EN - Otavio Raja Gabaglia is the celebrated Brazilian architect who Emmanuelle de Clermont Tonnerre brought in to transform her beachfront home into a boutique hotel. Gabaglia’s combination of wooden beams, terracotta roof tiles, and glass with a restricted height of 2 only floors means the hotel integrates itself perfectly into nature. Gabaglia’s 2-story designs have actually now become local architectural law and Buzios itself has kept much of its original charm; at its heart it’s still the tiny fishing village that Brigitte Bardot fell in love with in the 1960s. Typical Brazilian materials, such as wood and Portuguese stone, are prevalent throughout Insólito, together with the local flora. The hotel looks out over the Atlantic Ocean, which serves as a playground for wakeboarding, sailing and windsurfing aficionados.
The interior space was modernized in 2006, by the Rio de Janiero based architect and decorator Luiz Fernando Grabowsky. He brought in sweeping floor-to-ceiling windows and increased the number of terraces, giving the rooms and suites the feeling of more air and space. In 2007, the landscape gardener Anouck Barcat joined the team and is responsible for the tropical flowers and lush plant life that you see all over Insólito. The result is a thoroughly modern hotel that still feels at one with nature. Social responsibility and working in partnership with sustainable companies is of the utmost importance to Emmanuelle. Consequently all of Insólito’s furniture is made by Brazilian companies who only use rough, recycled or certified wood --- the perfect silent protest to deforestation. The same goes for the furniture found in the hotel’s 3000 m2 Beach Lounge, which is made of licensed wood while the bar is a stunning focal-piece that’s carved from a 1000- year old tree root. Insólito’s interior is an intriguing journey through Brazil’s culture that’s full of energizing colors and fascinating stories.

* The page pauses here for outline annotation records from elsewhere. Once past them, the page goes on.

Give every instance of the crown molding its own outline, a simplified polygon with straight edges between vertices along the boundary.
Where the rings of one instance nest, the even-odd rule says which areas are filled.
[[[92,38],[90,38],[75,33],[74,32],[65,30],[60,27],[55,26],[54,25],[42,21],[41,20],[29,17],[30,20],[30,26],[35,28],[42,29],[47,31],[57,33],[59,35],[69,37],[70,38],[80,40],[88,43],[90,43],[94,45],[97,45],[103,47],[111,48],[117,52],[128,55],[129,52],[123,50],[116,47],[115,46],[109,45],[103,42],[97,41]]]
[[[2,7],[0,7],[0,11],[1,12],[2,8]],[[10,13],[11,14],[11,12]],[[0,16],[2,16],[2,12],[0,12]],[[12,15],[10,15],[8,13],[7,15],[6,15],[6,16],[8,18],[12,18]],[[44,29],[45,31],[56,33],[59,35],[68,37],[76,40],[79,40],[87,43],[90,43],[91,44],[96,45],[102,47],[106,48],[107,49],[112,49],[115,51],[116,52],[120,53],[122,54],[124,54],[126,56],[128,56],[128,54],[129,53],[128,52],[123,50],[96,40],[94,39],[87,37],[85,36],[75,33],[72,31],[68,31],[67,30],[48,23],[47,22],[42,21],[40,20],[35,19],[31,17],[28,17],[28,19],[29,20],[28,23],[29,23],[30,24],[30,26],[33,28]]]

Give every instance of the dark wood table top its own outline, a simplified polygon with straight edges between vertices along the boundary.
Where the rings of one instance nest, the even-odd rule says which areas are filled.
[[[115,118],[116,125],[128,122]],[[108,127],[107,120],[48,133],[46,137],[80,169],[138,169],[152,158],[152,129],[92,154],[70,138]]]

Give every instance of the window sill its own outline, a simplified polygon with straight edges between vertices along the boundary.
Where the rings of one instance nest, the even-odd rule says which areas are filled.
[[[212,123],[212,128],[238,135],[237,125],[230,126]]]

The rooms and suites are split across four different houses: Casa Cultura Negra, Casa Terra-Brazil, Casa Fotografia e Literature and Casa de Musica, with each room’s theme celebratedthroughout the furniture, photography, paintings and design. Emmanuelle traveled all over Brazil searching for the right art pieces and collectables with which to furnish the Insolito. There’s George Nelson chairs, recycled rubber carpets by Cecelia Machado and a wooden sofa sculpture made by Elma Chavez. These unique bespoke pieces sit comfortably amongst the photos, graphics and artwork created by both famous and local Brazilian artists and designers. Insolito clearly revels in its Brazilian personality whilst being proud of its natural setting and the luxuries it can offer its guests. As Emmanuelle says herself, ‘‘it’s all about offering a luxury that’s socially acceptable’’.